Salió de la casa con paso normal, bastante tranquila, como quién no le debe nada a la vida. Algunos mechones de pelo escapaban de su coleta, pero eso sólo servía para hacerla ver aún más atractiva.
Siguió andando por las calles, ignorando las miradas admirativas que recibía, tanto de hombres como de mujeres.
Lisey echó un vistazo al reloj de su muñeca, todavía era temprano. Pensó en su manía de llegar diez minutos antes a cada lugar al que iba, pero esto no era del todo su culpa, ya que su madre le había inculcado esas ideas desde que era una niña pequeña.
Atravesó las altas puertas de cristal que custodiaban la entrada a la biblioteca pública de Bell Wood.
La joven observó con aire distraído a las personas que esperaban frente a una de las recepcionistas.

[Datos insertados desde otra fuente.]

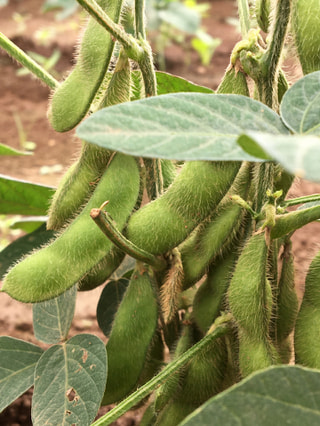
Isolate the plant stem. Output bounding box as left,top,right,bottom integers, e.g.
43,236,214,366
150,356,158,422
0,32,60,89
134,0,146,39
90,208,167,270
238,0,250,38
91,314,231,426
77,0,144,62
281,194,320,208
258,0,291,109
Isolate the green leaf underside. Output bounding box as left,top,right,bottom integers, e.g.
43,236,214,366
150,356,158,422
0,175,54,216
32,286,77,343
77,93,288,161
240,132,320,182
180,366,320,426
32,334,107,426
280,71,320,136
0,224,55,279
97,278,130,336
0,336,43,412
0,143,31,156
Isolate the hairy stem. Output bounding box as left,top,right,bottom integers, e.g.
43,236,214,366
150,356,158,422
134,0,146,39
92,314,231,426
77,0,144,62
258,0,291,109
0,32,60,89
237,0,250,38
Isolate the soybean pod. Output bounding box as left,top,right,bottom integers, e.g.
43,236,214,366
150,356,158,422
179,162,251,289
127,161,241,254
47,142,112,230
228,232,277,377
48,0,122,132
102,262,158,405
276,240,299,362
294,252,320,369
2,153,140,303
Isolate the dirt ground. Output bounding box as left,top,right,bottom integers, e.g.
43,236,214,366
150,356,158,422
0,0,320,426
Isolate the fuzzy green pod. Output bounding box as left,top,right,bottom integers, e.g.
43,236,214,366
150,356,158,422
228,232,268,336
48,0,122,132
238,329,276,378
47,142,112,230
192,251,237,333
78,247,125,291
102,263,158,405
291,0,320,74
276,241,299,345
294,301,320,369
127,161,240,254
294,252,320,369
154,323,194,412
255,0,271,33
178,338,228,406
179,163,251,289
2,153,140,303
217,66,250,96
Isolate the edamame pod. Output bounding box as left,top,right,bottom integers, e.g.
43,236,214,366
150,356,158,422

Había ido a ese lugar desde que tenía uso de razón, muchas veces acompañada únicamente por Rodrigo. Aunque a últimas fechas los libros impresos ya no parecían gustarle tanto a su amigo; y todo por culpa de sus chismes electrónicos, él juraba que era mejor leer a través de la pantalla.
Lisey paseó la vista por el recibidor, demasiado grande para una simple biblioteca pública pero no podía negar que había algo mágico en ello. El aroma a pino con el que limpiaban los pisos, el susurro al correr las páginas de los grandes volúmenes, el suave aroma a café proveniente de la oficina de la jefa de bibliotecarios. Durante muchos años este puesto había sido ocupado por una mujer llamada Cathy, pero esta había muerto en circunstancias un tanto extrañas. Lisey recordaba muy vagamente lo ocurrido, a su madre ocultándola en casa, a su padre muy serio al volver cada noche y esos rumores; tenía cinco años en aquel entonces, pero recordaba perfectamente la mención de los Purificadores.

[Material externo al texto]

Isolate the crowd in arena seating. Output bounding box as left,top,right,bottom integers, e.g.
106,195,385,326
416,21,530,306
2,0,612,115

Lisey dio la vuelta para entrar en la sección de matemáticas. Eso era lo que más le gustaba, que sus adorados números tenían su propio espacio y estando ahí no había peligro de que algún conocido la viera y fuera con el chisme a su madre.
Lisey comenzó a recorrer las filas de los libros sin la menor prisa, regodeándose con el olor del papel y el crujir de sus zapatos sobre la madera que había bajo sus pies. Además de mágico, le parecía sumamente romántico.

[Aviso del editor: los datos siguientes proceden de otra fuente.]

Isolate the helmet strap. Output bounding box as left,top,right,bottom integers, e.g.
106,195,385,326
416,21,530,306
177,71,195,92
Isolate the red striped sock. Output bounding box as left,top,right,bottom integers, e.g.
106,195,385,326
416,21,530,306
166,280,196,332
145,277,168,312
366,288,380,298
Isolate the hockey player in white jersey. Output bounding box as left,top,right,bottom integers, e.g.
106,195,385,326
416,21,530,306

Escuchó una ligera tos a su derecha y volvió el rostro de forma automática. Se recriminó mentalmente por aquello, no le gustaba ser tan entrometida como su madre.
Sus ojos se posaron en la figura de un anciano, este se cubría la boca con un pañuelo blanco y con la otra se aferraba con fuerza a un viejo bastón. El señor Morris, había sido el bibliotecario principal después de Cathy, estaba orgulloso de su trabajo y de sus libros, era muy estricto con a quién los prestaba, pero Lisey nunca tuvo problemas con él.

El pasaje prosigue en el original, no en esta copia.